BEIJING, July 26 (Xinhuanet) -- Astronomers working
with NASA's infrared Spitzer Telescope have located a swirling disk in a
four-star solar system that could be home to a planet in the making.
Astronomers spotted the disk around a pair of stars in the quadruple-star system HD 98800, located 150
light-years away in the constellation TW Hydrae. The finding will be detailed in
an upcoming issue of The Astrophysical Journal.
If a planet did form in the disk, its sky would be
bathed in the light of four suns. One pair of suns would blaze brightly, while
the other pair, gravitationally bound to the first pair, would appear as little
more than faint pinpoints of light.
So-called "circumstellar" disks like the one that
rings HD 98800 can be the birthplace of planets. Most disks are smooth and
continuous, but the Spitzer detected a gap in the HD 98800 disk that could be
evidence of one or more immature "protoplanets" carving out lanes in the
dust.
"Planets are like cosmic vacuums," said study team
member Elise Furlan of the NASA Astrobiology Institute at the University of
California, Los Angeles. "They clear up all the dirt that is in their path
around the central stars."
The researchers spied two separate belts of material
in the circumstellar disk. One belt sits at 1.5 to 2 astronomical units (AU) --
the distance between the Earth and sun -- from the binary stars and likely
consists of fine dust grains. The other is located about 5.9 AU away from and is
probably made up of asteroids or comets.
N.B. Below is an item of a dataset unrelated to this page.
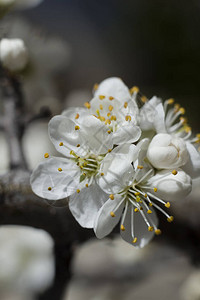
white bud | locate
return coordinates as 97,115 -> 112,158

A swath of near-empty space
separates the two belts, inside of which a budding planet might roam.
Alternatively, the researchers think the gap could be
caused by a gravitational tug-of-war between the system's four stars. The other
two stars are also doubled up, and the two binary pairs are separated by about
50 AU -- slightly more than the distance between our sun and Pluto.
"Typically, when astronomers see gaps like this in a
debris disk, they suspect that a planet has cleared a path," Furlan said.
"However, given the presence of the diskless pair of stars sitting 50 AU away,
the inward-migrating dust particles are likely subject to complex, time-varying
forces, so at this point the existence of a planet is just speculation."